Dans les rues de Ouagadougou, la circulation avait repris normalement lundi matin, avec l'habituel ballet de mobylettes. Le grand marché, centre névralgique du commerce fermé depuis six jours en raison des événements, a rouvert, ainsi que les banques, a constaté un journaliste de l'AFP.

Une journée mouvementée dimanche dans la capitale

A coup de gaz lacrymogène et de tirs de sommation, l'armée a chassé les milliers de manifestants qui contestaient sa prise de pouvoir sur la place de la Nation, devenue le lieu emblématique du mouvement de contestation populaire.

Les militaires ont aussi dispersé plusieurs centaines de personnes devant la radio-télévision nationale, où un général et ex-ministre de la Défense de Compaore, Kouamé Lougué, et une dirigeante d'un petit parti politique, Saran Sérémé, ont tenté vainement de se proclamer chef de l’État devant les caméras.

Malgré ce coup de force militaire, le lieutenant-colonel Zida a réitéré dimanche soir son engagement à conduire un processus de transition en concertation avec toutes les composantes de la société burkinabè.

"Le pouvoir ne nous intéresse pas, seul l'intérêt supérieur de la Nation prime", a-t-il affirmé au nom de l'armée dans un communiqué. "Un organe de transition sera mis en place avec toutes les composantes qui seront arrêtées par un large consensus, et dont la durée sera précisée".
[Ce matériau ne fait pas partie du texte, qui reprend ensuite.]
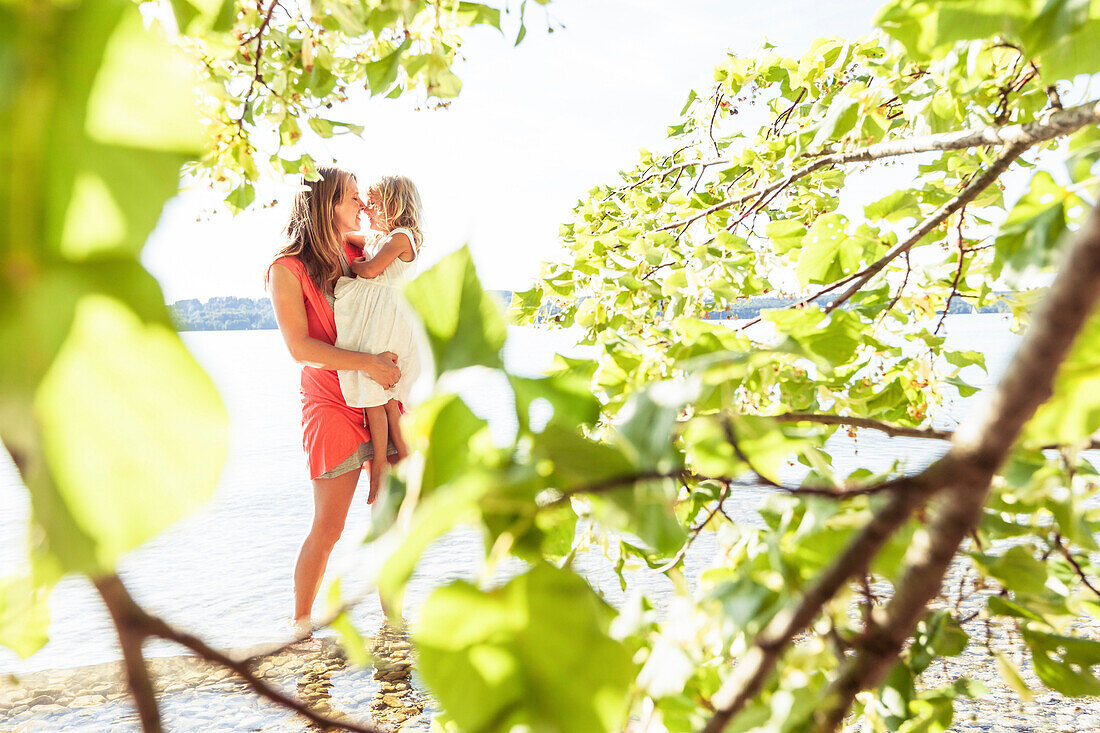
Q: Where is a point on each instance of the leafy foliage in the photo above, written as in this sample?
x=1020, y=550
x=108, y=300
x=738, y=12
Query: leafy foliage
x=630, y=452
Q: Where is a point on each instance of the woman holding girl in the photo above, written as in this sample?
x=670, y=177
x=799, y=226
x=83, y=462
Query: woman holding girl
x=336, y=436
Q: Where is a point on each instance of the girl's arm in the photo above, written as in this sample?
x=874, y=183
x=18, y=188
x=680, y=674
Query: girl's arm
x=288, y=302
x=397, y=245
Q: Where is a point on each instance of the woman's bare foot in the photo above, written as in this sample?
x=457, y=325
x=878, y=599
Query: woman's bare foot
x=301, y=627
x=303, y=630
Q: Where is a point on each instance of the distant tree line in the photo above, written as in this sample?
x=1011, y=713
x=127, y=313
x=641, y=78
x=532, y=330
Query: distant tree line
x=751, y=307
x=233, y=314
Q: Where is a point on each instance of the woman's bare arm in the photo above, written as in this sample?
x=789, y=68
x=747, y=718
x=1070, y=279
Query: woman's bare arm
x=288, y=302
x=397, y=245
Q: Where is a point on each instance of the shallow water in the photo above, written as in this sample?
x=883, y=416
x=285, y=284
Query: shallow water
x=224, y=572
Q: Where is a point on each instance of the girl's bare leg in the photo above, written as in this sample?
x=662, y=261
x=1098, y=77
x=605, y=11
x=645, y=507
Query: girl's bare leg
x=331, y=500
x=378, y=424
x=394, y=416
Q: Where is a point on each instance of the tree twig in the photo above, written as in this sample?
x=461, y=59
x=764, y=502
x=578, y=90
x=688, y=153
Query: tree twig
x=697, y=529
x=978, y=450
x=988, y=176
x=132, y=637
x=135, y=624
x=889, y=428
x=1057, y=123
x=1077, y=567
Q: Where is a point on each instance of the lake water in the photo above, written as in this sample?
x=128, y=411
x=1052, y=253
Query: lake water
x=224, y=572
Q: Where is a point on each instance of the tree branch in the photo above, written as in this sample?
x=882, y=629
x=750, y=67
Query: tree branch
x=979, y=449
x=158, y=627
x=135, y=624
x=1077, y=567
x=890, y=429
x=964, y=197
x=131, y=637
x=1058, y=122
x=697, y=529
x=757, y=664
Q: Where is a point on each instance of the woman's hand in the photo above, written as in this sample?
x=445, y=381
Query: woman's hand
x=382, y=368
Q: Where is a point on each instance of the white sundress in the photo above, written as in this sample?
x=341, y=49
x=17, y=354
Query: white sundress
x=373, y=316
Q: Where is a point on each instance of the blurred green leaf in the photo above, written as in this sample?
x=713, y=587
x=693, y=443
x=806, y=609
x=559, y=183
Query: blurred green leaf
x=494, y=658
x=382, y=74
x=135, y=435
x=1065, y=663
x=24, y=614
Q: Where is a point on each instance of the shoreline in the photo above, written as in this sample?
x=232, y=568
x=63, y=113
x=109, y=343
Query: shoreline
x=194, y=693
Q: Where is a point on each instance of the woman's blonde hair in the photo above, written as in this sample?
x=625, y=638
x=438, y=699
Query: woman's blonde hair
x=398, y=205
x=310, y=233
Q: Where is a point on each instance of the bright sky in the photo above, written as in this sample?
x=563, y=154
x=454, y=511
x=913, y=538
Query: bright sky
x=534, y=129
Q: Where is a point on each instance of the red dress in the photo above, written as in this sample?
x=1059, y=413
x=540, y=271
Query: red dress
x=330, y=429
Condamnations internationales

La communauté internationale a vivement réprouvé la prise de pouvoir de facto par les militaires.

Les États-Unis, alliés de poids, ont condamné "la tentative de l'armée burkinabè d'imposer sa volonté au peuple", appelant "l'armée à transmettre immédiatement le pouvoir aux autorités civiles".

La médiation internationale tripartite au Burkina, conduite par l'ONU, l'Union africaine (UA) et la Cédéao, l'organisation régionale de l'Afrique de l'Ouest, a évoqué la menace de "sanctions" si l'ordre constitutionnel, qui prévoit un intérim du président du Parlement, n'était pas respecté.

L'Union européenne a demandé à l'armée burkinabè à respecter les droits fondamentaux de la population, y compris celui de manifester pacifiquement, tandis que le président ghanéen John Dramani Mahama, qui dirige la Cédéao, a appelé "au dialogue" et à la retenue pour éviter que "la situation déjà précaire" ne dégénère.

La France, ancienne puissance coloniale et premier bailleur de fonds du Burkina Faso, ne s'est pas encore exprimée sur les derniers événements qu'elle suit de très près, comme plusieurs pays africains dont les chefs d’État envisageaient, comme Blaise Compaoré, de modifier leur Constitution pour se maintenir au pouvoir.

Loin de cette confusion, l'ex-président Compaoré jouit d'un refuge doré à Yamoussoukro, en Côte d'Ivoire voisine dirigée par son ami Alassane Ouattara, où il est logé depuis vendredi dans une luxueuse résidence d’État.